O decreto que atualiza as regras do Programa Alimentação do Trabalhador (PAT) foi assinado nesta terça-feira, 11 de novembro. Neste momento, as mudanças estão em fase de transição e passam a entrar em vigor a partir de 1º de janeiro de 2026 .
A medida traz novidades importantes para modernizar o sistema de vales, estimular a concorrência e reduzir custos para empresas e estabelecimentos, beneficiando mais de 20 milhões de trabalhadores que utilizam vale-alimentação (VA) e vale-refeição (VR).
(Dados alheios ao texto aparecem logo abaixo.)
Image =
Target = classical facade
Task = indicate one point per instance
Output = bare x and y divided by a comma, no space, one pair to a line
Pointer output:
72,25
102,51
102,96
Limite de 3,6% nas taxas: mais espaço para descontos e preços menores
Com a nova regra, as operadoras de VA e VR só poderão cobrar até 3,6% de taxa por transação. Como essa tarifa costuma ser repassada aos bares, restaurantes e mercados, o teto reduz a pressão sobre os custos desses estabelecimentos. A expectativa é que, com menos gastos operacionais, eles tenham mais margem para segurar preços — o que beneficia diretamente quem usa o vale para comprar refeições ou alimentos.
Repasse em até 15 dias úteis: menos risco de recusa do benefício
O valor pago pelo trabalhador com VA ou VR agora deve chegar ao caixa dos estabelecimentos em até 15 dias úteis, um prazo muito menor do que os 30 a 60 dias praticados hoje. Essa aceleração tende a reduzir problemas como recusa de cartões por causa de atrasos no recebimento e melhorar o fluxo de caixa dos comerciantes, garantindo que o trabalhador encontre mais locais dispostos a aceitar o benefício.
Interoperabilidade entre bandeiras: mais lugares para usar o vale
A obrigatoriedade de interoperabilidade entre bandeiras significa que cartões de diferentes operadoras poderão ser aceitos em uma rede maior de estabelecimentos. Para o trabalhador, isso amplia o leque de opções na hora de almoçar, fazer compras ou escolher onde gastar o benefício — especialmente em regiões onde antes havia pouca cobertura de determinadas bandeiras.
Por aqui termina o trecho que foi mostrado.